I bought some fake nails on sale from our local nails and beauty place, I had some leftover from a voucher I received for my last birthday. I set myself up in the lounge after the kids were asleep, painted my toe nails and started filing my finger nails ready for the fakeys. I matched up and lay them out ready, there was no glue!
I searched high and low for some glue left over from the previous supermarket jobs I'd used, but couldn't find any. I went to bed feeling a little deflated and a little pissed off, the one time I sit down to do something to make myself feel good, time on my own to do something for me, and it wasn't happening.
I texted my sister in the morning to see if she has any, she did. I let myself in her house, retrieved the glue, replaced the front door key in it's hiding spot and scooted off home to stick on my new claws.
Claws is the word for them, they are longer than the ones I usually use, something that seemed to be oblivious to me just looking at them in the packet. These longer improvements on my natural piss poor excuses for nails instantly became something that was going to take some getting use to.
Texting. You can't use them to select on a touch screen phone. So I think there may have been some face twisting and total concentration tongue action going on trying to get my finger just right to hit the right letter. It was more like total frustration having to try then push the backspace without pushing 'send' by mistake. The same for eftpos purchases at the supermarket(more like the bottlo)and looking like a total douche(with kickarse nails) after selecting chequing account instead of
Unlocking the child car seat restraint almost had me in fits of laughter and slight panic; after realising I had to use my finger joint push the red button to release the seat belts.
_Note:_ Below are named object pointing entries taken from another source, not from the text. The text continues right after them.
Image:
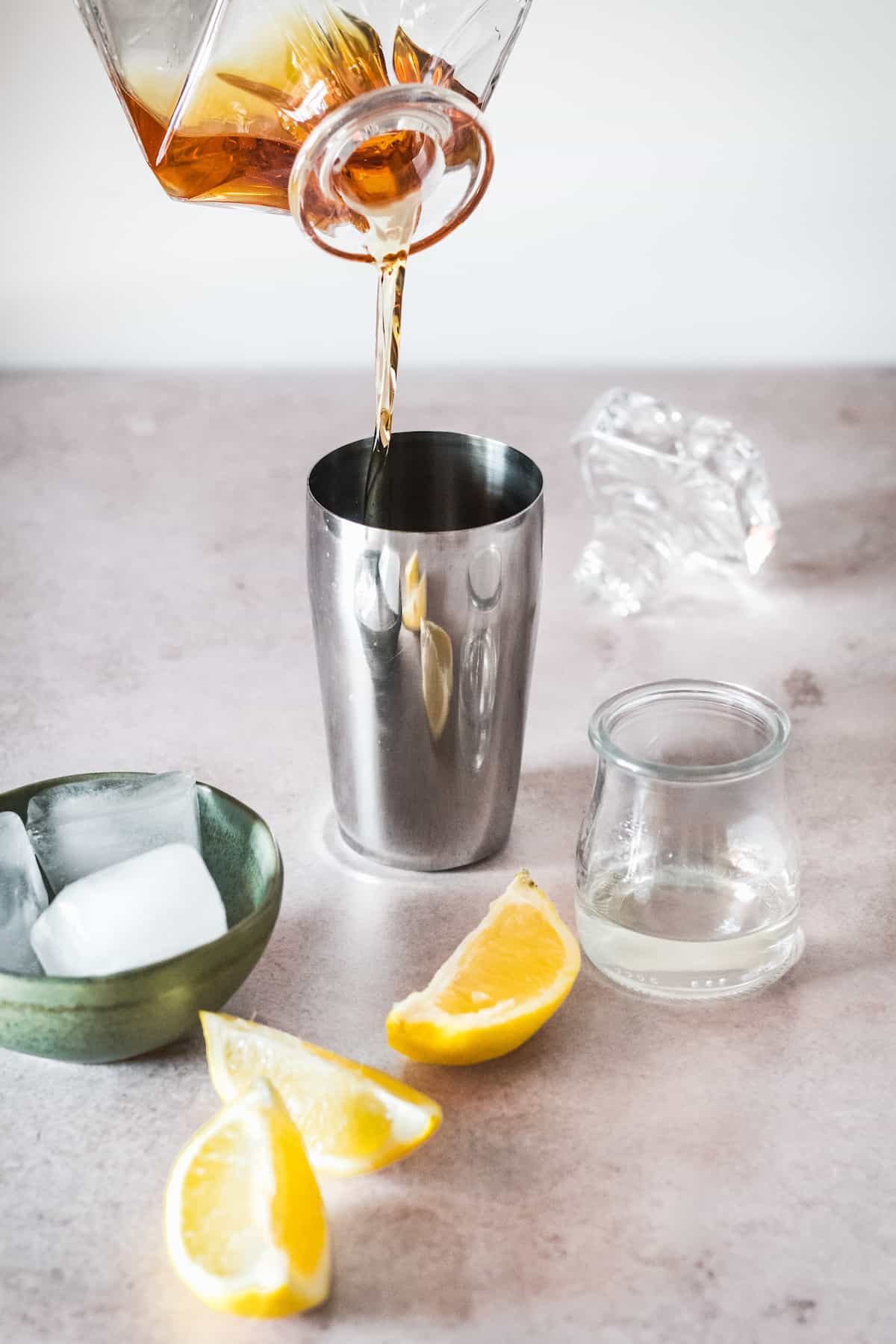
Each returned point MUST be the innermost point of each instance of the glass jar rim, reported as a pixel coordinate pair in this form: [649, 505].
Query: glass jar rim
[738, 699]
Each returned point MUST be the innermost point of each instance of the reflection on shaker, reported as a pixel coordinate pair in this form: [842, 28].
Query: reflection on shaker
[378, 608]
[484, 578]
[413, 596]
[437, 665]
[480, 658]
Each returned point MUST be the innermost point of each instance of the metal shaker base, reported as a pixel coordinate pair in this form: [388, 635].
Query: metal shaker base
[420, 866]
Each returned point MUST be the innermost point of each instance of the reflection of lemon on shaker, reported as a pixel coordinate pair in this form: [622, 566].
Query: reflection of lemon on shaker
[414, 596]
[437, 662]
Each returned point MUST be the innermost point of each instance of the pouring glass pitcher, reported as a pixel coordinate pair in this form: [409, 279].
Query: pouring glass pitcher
[308, 107]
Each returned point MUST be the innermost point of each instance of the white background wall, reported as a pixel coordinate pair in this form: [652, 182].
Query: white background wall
[716, 183]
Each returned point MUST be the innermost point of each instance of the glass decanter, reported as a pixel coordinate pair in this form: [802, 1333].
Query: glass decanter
[334, 113]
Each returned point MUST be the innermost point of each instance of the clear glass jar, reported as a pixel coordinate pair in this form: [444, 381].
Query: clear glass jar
[688, 862]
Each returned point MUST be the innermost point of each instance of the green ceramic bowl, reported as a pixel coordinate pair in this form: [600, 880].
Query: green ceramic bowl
[94, 1019]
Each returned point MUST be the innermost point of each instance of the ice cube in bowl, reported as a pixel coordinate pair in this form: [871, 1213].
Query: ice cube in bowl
[23, 897]
[104, 1018]
[87, 824]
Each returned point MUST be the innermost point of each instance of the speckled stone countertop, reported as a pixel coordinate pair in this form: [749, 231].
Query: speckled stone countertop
[637, 1174]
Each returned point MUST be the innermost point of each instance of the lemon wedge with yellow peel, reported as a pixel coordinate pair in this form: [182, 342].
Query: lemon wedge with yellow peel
[245, 1221]
[352, 1119]
[437, 662]
[496, 989]
[414, 596]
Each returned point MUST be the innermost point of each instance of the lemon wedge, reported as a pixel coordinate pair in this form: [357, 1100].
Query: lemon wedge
[352, 1119]
[496, 989]
[437, 662]
[243, 1216]
[414, 596]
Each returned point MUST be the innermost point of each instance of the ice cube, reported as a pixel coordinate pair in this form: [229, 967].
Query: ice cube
[131, 914]
[23, 897]
[78, 828]
[668, 488]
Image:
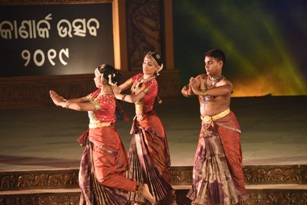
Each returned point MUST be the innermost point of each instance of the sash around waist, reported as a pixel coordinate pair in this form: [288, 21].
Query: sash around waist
[209, 119]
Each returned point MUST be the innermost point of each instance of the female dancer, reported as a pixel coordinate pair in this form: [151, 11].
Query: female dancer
[104, 161]
[149, 152]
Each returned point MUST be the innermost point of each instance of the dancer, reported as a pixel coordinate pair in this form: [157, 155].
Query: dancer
[104, 160]
[149, 156]
[217, 173]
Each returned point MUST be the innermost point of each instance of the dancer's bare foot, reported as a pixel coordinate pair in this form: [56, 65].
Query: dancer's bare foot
[147, 195]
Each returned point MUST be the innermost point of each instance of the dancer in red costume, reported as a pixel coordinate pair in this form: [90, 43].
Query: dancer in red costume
[217, 174]
[104, 161]
[149, 156]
I almost asked Izzy to undo it for me... pathetica. But funny as.
|Try pushing that release button with this baby...good luck sister!|
Changing nappies became a freddie krueger esque mission in reverse, trying not to rip my childs butt into shreds. Not to mention trying to wipe myself. That is after trying to unbutton jeans and deal with a zipper with nails that could penetrate toilet paper at twenty paces!
Speaking of change. Try undoing a purse zip and then trying to retrieving small change without looking like a totally awkward dick wad. Also I do not recommend trying to change your earrings, especially fiddly studs, do this all before applying the nails, a little foresight goes a long way.
Know anybody that uses keys (while in mid conversation)to clean their ear wax? My dad has a friend that used to(probably still does) do that. It's quite achievable at the moment with my pinky. A word of warning and most definitely too much information, don't go for the pinky nose pick, you might just pierce your brains. If I was a coke snorter I'd be laughing.
As much as they have been a bit of a pain in the arsenal, one does feel just a bit spesh with nice nail couture as fake as they may be.